Erdoğan’ın zaferi demokrasi için fırsat

Prof. Dr. Muhammed Ayoob - Michigan State Üniversitesi
5.04.2014

Seçim sandığından güç toplayarak çıkan ve kendisini daha emin hisseden Erdoğan günlük siyasetin olağan kavgalarını geride bırakabilirse, Türk demokrasisine çok ciddi katkılarda bulunacaktır.
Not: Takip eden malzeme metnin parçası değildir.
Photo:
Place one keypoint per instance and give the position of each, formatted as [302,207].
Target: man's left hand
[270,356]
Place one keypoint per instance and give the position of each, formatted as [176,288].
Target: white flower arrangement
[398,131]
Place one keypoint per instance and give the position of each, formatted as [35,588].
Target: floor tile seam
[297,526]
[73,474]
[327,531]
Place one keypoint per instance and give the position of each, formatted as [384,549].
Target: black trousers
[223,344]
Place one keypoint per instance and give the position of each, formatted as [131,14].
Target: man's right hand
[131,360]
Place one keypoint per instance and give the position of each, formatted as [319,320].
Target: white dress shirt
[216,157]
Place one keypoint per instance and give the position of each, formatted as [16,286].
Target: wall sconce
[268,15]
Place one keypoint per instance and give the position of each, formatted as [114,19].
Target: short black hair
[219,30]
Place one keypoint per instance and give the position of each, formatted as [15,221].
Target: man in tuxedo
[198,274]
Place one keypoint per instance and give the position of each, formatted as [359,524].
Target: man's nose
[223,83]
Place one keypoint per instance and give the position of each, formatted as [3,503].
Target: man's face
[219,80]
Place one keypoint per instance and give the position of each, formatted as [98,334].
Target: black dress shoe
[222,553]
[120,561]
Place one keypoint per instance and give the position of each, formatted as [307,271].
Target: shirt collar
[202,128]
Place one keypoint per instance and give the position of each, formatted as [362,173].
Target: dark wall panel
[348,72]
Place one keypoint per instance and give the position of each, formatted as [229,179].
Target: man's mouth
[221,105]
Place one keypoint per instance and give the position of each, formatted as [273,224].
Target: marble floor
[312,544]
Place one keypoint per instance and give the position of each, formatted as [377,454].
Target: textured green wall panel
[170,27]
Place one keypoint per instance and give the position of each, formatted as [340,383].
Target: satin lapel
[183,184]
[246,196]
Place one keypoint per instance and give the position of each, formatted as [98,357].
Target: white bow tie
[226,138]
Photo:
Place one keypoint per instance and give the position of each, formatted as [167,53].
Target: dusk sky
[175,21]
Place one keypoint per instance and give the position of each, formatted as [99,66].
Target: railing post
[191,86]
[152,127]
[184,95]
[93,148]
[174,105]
Erdoğan’ın zaferi demokrasi için fırsat

Başbakan Recep Tayyip Erdoğan, 30 Mart mahalli seçimlerinin kendisi ve iktidarı açısından bir referandum olduğunu bilinçli olarak ileri sürdü. Neticede AK Parti bir önceki mahalli seçimlere göre oylarını yüzde 5 artırarak seçmenlerin yüzde 45’inin desteğini almayı başardı. Bu oran ana muhalefet partisi CHP’nin almış olduğu oranın 16 puan üstünde. Öyle anlaşılıyor ki hükümete karşı ileri sürülen yolsuzluk iddialarına rağmen Erdoğan’ın Türk seçmeninin en az yarısının desteğine sahip olduğu iddiası yeniden ispatlanmış oldu. 

Bu neticeler Türkiyeli bazı yorumcuları şaşırtmışa benziyor, zira onlara göre, “başka bir demokratik ülkede olsa [Erdoğan’a] yöneltilen yolsuzluk iddialarının yarısı bile hükümeti devirmeye yeterli olurdu.” Ancak seçim neticeleri Türkiye’nin kendi siyasi ortamında değerlendirildiğinde o kadar da şaşırtıcı değil. Yolsuzluk AK Parti’nin iktidara geldiği 2002 yılına kadar Türk siyasi sisteminin kronik bir hastalığıydı. İktidar partisi ise yakın geçmişe kadar temiz bir şekilde ülkeyi yönettiği intibaını uyandırmıştı. Bu nedenle seçmenler yolsuzluk iddialarına aldırış etmediler. Daha önceki hükümetlerle AK Parti arasındaki fark şuydu: öncekiler bir yanda yolsuzluk yaptıkları iddia edilirken, diğer yanda ekonominin yönetimi açısından başarısızlardı ve hatta ekonomiyi felakete sürüklemişlerdi. AK Parti hükümeti ise yolsuzluk iddialarıyla birlikte ekonomide başarılı bir performans ortaya koydu, ortalama Türk vatandaşının gelir seviyesini ve hayat standardını gözle görünür biçimde yükseltti.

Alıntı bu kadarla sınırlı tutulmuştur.